美しき世界

2005年3月23日
ESが溜まっているのに、歌の大辞典スペシャルを見まくる。
現実逃避ではない。歌が好きなのだ。(ちょっと嘘。)

虎舞竜の「ロード」が流行ったのは、平成5年らしい。
小学校5年生の時だ。歌自体が流れたのはちょびっとだったけど、色々な事を思い出した。当時の私は申し訳ないけれどとても発育(特に首より上の)が遅かったので、この歌を聴いたときも、
「なんでもないようなことなのに、しあわせだったのかぁ。へんなのー。」
などと、本気で疑問だった。

なんでもないような事が幸せだったと思う。なんでもない夜のこと。二度とは戻れない夜。

22歳になった私は今日この歌を聴いて、締め付けられるような気持ちになった。歌詞自体も切ないんだけど、なんとも言えない震えが音源の向こうにあるように感じられた。それは言葉では表現できない。(表現力が不足気味で、嫌になる。)
なぜこんなに切ないんだろう。

最初に言っておくが、私は恋人と死別した経験はない。どなたも(おそらく)健在だ。だから虎舞竜さんに共感しているという事は決してない。恋人を失った人の気持ちは、本人にしか絶対にわからないはず。それでも私に届いた何かがあるのだ。何も失った事が無い私にもわかるような何かがあるのだ。

私は現在彼氏と穏やかに普通過ぎる付き合いを続けている。何も起こらなさ過ぎて腐りそうな関係だが、お互い不満は無いので、多分しばらくこのままだと思われる。
大塚愛の「さくらんぼ」を聴けば当然自分たちに重ねたくなるし、aikoの「カブトムシ」的気持ちも多分に理解できる。普通に奴を好きだと思うし、別れろと言われればいやだと答えるだろう。今は。

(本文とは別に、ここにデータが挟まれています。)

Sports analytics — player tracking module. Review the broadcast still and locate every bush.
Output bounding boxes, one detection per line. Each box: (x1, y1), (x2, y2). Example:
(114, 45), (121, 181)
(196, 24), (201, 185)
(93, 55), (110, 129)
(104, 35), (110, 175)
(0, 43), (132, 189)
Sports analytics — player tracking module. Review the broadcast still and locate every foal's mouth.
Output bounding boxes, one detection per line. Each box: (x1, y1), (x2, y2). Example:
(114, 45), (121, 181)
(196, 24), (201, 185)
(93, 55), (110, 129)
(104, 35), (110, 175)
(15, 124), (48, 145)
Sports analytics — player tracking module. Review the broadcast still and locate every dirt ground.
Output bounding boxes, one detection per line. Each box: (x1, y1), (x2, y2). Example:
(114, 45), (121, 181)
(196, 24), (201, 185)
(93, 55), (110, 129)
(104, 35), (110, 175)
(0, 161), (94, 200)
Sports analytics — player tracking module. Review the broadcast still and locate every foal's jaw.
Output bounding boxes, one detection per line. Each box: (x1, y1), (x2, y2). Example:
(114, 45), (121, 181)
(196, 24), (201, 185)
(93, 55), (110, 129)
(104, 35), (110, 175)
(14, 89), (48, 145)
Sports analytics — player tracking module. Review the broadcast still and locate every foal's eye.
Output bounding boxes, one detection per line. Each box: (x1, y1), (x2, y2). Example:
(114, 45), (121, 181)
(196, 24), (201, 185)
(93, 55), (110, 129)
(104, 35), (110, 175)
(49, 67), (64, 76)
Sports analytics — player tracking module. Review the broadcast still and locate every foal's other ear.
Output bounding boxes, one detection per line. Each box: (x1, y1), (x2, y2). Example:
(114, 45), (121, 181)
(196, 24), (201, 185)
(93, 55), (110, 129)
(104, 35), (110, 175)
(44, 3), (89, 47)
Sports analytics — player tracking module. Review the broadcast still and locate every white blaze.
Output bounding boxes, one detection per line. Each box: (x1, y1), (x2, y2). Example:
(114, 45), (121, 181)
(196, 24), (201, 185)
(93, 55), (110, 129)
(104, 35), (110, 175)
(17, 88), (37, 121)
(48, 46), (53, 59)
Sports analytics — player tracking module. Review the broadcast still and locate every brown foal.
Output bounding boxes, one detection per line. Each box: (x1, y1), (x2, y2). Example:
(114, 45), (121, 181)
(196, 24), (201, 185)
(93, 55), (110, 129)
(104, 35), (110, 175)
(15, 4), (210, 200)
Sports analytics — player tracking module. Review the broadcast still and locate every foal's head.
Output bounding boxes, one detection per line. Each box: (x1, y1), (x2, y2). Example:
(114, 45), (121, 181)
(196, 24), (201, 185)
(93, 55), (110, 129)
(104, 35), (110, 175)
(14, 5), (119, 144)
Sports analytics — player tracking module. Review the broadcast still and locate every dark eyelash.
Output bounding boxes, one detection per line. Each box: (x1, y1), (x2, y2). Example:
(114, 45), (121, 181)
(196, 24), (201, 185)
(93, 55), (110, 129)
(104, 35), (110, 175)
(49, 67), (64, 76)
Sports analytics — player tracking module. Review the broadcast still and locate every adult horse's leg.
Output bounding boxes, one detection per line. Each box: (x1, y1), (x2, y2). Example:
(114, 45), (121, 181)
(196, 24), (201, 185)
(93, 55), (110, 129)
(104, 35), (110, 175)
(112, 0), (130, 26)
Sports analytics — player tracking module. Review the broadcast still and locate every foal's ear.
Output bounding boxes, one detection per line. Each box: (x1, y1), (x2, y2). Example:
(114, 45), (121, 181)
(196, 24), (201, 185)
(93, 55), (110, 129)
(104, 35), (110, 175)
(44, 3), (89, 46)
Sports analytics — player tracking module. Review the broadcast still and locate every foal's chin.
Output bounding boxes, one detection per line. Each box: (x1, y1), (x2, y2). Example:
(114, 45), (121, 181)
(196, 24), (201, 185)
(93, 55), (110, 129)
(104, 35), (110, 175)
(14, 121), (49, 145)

もしこの先何かしら問題が発生して、奴と別れたと仮定する。
会えなくなって、それでも記憶と遺品だけは残り、一人ぼっちになる。うーむ、その時感じるであろう愛しさは、今現在のそれとは比べものにならない気がする。

愛は、決して現在形になり得ない。
それは、いつでも過去形だ。

少なくとも、現在形の愛は決して過去形の愛に勝てない。現在形が肥大すればする程、後で変換される過去形のそれはもっと大きくなる。
なぜなら人は、忘れるから。つまり近くにいる時は見えたデコボコが、遠くから見るとまん丸に見えてしまうからである。忘れることによって削り落とされた不完全な愛はいつか、より完全なものに加工されてしまう。

「ロード」が美しいのは、加工された球体を見ているような気持ちになるからだ。虎舞竜さんは大変な経過を辿ったわけだからともかく、私たちも同じように「ロード」を美しいと思うのは、惰性である。
現在形の中にある美しさを見つけるには、大変な訓練が必要だ。老人はデコボコの石を見てため息をつけるらしいが、私にはただの石にしか見えない。石の凹凸を自ら削ぎ落として球体にする技術は、きっと何かを失う経験を多く積まなくては得られないのだ。

年をとったら、世界がもっと美しくみえるのかもしれない。
それは楽しみな事のようだけれど、とても辛い事なのかもしれない。